Forum Discussion
E-Discovery Search assistance
Hi All,
Legal is requesting I compile a PST file with all emails that were sent or received from 4 different external email addresses. I log into Microsoft 365 compliance and create an e-Discovery content search limiting the scope to just 8 exchange mailboxes in my organization. I then use the participants field where I enter the 4 email addresses we are interested in (these are email addresses outside of my organization). When I review the exported results, I find all kinds of emails that do not have the specific addresses I am looking for (not in to, from, or cc fields) . Some of the results do contain the addresses I want, but not all. Any tips or hints on how I can get better results from my search?

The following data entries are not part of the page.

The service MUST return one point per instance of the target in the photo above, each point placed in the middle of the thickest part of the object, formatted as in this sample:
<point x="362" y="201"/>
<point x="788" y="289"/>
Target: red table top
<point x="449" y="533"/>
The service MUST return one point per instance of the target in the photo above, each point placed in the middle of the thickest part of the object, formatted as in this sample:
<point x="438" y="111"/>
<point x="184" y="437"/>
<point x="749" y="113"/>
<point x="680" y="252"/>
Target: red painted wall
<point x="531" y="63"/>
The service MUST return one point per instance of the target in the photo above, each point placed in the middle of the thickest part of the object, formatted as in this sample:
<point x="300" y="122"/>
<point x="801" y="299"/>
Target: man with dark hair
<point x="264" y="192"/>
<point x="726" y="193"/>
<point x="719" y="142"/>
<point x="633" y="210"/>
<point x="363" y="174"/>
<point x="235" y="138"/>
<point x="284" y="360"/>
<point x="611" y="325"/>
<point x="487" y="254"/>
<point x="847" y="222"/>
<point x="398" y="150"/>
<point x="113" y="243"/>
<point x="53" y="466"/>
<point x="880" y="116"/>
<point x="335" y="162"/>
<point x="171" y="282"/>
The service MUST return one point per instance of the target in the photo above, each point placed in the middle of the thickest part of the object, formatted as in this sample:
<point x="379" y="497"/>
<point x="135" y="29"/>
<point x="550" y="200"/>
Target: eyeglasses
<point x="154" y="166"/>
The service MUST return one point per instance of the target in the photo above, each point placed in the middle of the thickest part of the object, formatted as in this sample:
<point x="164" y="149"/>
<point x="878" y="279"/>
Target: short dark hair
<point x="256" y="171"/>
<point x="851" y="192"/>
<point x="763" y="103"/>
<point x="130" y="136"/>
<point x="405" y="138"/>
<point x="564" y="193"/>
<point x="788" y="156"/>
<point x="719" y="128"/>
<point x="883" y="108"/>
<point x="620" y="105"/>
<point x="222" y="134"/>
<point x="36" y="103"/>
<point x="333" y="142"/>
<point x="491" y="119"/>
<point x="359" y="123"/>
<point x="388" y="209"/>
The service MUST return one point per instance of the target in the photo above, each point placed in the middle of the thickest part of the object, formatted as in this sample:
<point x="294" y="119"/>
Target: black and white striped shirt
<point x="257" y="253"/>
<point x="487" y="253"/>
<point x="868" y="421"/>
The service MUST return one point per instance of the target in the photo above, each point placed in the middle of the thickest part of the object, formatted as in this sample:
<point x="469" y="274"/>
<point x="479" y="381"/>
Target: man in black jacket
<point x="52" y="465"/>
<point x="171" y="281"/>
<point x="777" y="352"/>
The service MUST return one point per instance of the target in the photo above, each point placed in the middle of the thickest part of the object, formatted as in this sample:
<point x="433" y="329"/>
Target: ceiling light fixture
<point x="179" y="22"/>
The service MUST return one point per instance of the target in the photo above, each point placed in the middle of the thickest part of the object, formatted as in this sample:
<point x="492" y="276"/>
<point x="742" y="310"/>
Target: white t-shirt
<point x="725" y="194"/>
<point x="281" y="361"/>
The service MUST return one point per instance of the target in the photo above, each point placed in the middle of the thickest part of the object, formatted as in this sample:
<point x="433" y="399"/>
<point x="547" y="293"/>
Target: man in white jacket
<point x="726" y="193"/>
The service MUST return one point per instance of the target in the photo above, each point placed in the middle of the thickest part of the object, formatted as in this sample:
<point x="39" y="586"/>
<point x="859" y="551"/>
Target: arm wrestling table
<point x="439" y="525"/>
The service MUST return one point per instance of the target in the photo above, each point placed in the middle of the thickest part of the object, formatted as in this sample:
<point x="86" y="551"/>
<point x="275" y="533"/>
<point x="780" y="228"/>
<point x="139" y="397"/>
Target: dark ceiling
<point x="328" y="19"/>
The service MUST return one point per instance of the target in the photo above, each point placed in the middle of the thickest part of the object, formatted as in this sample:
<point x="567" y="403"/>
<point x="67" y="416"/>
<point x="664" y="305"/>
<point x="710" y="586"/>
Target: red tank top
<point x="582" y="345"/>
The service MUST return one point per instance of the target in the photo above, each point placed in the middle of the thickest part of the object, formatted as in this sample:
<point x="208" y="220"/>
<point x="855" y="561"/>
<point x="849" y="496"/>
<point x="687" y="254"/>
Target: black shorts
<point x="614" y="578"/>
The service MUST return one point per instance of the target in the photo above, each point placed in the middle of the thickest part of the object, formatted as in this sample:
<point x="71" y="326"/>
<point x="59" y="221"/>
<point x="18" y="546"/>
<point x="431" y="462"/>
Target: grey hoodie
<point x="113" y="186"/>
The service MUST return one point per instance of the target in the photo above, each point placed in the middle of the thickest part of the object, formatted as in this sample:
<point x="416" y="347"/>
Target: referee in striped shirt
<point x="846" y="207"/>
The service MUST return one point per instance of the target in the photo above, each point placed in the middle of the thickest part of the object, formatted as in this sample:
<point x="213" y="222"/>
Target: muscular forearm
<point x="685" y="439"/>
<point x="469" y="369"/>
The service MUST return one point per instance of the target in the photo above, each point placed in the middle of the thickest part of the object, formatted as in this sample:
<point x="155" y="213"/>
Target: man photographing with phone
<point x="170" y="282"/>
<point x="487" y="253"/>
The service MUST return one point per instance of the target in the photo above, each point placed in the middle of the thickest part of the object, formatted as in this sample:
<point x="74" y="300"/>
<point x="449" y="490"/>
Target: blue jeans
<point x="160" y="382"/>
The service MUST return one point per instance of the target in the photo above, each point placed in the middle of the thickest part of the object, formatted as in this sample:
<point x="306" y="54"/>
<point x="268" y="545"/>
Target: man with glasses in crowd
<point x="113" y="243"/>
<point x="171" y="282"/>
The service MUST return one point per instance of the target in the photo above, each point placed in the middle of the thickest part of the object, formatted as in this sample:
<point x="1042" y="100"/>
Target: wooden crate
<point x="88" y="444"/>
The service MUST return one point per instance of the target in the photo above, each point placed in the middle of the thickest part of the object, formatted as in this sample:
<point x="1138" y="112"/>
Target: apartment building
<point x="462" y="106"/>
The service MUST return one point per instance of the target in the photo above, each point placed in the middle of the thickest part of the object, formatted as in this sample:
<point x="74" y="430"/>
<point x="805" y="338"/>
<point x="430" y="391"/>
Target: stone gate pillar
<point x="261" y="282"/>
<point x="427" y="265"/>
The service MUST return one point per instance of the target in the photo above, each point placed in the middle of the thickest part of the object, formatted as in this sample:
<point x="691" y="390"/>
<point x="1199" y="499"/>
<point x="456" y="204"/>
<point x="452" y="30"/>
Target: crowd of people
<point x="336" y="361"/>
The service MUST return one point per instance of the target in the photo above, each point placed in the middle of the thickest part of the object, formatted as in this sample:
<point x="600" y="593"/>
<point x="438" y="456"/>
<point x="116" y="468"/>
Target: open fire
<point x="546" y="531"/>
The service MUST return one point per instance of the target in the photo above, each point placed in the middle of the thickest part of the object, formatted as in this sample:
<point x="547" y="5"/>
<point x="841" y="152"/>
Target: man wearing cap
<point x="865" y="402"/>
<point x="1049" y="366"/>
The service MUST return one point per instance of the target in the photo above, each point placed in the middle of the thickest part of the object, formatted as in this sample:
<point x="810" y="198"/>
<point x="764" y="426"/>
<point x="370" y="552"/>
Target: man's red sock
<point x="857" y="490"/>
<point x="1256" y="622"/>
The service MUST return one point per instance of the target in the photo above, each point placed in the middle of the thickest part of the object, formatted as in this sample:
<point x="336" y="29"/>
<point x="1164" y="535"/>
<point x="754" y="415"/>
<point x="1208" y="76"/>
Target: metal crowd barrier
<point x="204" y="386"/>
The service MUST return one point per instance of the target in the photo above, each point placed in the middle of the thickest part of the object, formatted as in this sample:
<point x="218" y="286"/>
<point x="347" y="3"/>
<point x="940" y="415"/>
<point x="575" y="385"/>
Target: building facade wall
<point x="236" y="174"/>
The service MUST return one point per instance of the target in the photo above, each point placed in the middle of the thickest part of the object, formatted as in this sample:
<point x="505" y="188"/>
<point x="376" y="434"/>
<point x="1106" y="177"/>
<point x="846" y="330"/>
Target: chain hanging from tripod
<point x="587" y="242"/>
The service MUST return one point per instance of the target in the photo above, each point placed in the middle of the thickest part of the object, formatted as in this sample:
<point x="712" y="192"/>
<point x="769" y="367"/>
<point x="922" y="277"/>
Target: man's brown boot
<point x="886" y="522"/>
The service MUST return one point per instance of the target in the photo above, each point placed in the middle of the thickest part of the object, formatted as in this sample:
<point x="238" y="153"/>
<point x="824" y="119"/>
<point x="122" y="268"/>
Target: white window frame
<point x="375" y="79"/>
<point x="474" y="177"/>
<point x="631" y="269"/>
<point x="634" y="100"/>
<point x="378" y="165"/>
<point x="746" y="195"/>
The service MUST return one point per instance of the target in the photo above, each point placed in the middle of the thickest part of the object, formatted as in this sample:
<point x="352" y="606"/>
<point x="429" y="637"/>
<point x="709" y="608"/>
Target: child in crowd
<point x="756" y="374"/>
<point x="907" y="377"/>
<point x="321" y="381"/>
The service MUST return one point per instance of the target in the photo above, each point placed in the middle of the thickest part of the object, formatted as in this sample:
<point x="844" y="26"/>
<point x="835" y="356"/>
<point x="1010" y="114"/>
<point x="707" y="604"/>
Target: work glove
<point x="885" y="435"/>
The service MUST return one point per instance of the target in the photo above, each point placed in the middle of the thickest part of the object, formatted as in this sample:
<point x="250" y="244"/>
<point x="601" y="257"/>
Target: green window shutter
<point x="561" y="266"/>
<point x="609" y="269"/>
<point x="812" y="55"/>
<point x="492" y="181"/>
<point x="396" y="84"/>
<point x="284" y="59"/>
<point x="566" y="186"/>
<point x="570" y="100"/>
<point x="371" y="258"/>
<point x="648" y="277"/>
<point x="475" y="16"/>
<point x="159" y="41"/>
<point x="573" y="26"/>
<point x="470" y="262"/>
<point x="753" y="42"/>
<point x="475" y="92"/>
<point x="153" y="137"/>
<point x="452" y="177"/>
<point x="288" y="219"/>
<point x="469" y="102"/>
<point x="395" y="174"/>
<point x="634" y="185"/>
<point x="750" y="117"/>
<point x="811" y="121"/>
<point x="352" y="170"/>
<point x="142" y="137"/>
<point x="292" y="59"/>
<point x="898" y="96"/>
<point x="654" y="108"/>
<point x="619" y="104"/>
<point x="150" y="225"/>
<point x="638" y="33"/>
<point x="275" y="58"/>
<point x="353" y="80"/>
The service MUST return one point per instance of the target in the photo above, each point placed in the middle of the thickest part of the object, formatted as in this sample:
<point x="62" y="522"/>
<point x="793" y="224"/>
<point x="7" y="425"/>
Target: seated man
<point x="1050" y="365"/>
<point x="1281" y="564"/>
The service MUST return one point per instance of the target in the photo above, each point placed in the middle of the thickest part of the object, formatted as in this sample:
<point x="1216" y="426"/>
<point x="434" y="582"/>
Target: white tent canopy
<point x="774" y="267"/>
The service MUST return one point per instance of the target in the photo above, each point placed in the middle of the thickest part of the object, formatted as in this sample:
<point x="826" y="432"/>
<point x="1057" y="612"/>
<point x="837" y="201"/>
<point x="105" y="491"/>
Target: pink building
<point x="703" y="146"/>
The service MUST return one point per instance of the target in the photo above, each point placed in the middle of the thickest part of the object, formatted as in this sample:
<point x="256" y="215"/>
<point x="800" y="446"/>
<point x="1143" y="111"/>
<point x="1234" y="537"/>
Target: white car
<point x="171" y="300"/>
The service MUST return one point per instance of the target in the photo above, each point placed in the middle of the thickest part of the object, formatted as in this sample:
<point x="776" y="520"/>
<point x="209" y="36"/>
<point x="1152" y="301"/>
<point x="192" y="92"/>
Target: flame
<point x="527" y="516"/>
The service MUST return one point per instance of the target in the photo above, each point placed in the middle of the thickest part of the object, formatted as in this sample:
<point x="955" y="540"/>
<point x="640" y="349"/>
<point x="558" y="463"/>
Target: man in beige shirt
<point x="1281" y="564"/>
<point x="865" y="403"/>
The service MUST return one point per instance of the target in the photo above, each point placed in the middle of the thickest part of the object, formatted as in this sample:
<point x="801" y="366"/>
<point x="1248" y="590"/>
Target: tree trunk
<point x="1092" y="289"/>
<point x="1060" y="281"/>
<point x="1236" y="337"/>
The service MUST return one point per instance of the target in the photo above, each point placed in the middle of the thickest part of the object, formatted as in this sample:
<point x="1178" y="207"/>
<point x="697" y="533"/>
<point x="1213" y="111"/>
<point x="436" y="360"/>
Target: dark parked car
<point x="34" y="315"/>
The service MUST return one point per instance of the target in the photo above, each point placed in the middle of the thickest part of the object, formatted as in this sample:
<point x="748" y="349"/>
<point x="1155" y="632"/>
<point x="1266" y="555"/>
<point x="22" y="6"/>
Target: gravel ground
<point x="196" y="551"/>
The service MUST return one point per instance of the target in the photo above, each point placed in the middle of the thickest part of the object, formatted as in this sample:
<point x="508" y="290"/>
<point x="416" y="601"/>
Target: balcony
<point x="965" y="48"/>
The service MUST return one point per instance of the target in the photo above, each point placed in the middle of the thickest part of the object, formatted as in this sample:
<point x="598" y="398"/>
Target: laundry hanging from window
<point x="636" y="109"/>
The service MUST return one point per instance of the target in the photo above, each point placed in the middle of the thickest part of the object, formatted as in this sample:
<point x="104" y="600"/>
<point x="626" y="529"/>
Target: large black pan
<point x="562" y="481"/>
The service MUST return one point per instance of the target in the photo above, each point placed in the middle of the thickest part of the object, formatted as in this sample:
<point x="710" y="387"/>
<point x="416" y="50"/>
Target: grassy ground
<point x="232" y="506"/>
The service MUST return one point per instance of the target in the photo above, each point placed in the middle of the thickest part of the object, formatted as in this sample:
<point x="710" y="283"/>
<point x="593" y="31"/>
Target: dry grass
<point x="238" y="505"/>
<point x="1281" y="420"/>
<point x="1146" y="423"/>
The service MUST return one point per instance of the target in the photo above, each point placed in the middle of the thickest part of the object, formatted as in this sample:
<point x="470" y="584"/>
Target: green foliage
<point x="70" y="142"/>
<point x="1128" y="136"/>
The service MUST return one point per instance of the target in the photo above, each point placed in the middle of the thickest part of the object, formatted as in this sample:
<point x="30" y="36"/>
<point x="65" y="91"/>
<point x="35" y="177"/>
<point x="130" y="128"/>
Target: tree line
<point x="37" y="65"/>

- Are you including unindexed items in the export? Another thing that comes in mind is to ensure multiple OR clauses are combined in (via brackets), as otherwise you end up with quite broader search than expected.
- I appreciate the response.
I was using the query builder to put together my search. I removed the keyword search box and left Participants as the only condition. Under participants I used the statement "Equals any of" and entered the addresses I am looking for in the search box. When I convert to KQL editor, the search looks like this: (c:c)(participants=email address removed for privacy reasons)(participants=email address removed for privacy reasons)(participants=email address removed for privacy reasons)(participants=email address removed for privacy reasons)
Is there a way to better format this in the KQL editor?
I did not include items that werent indexed. I am going to re-run the export with these items included.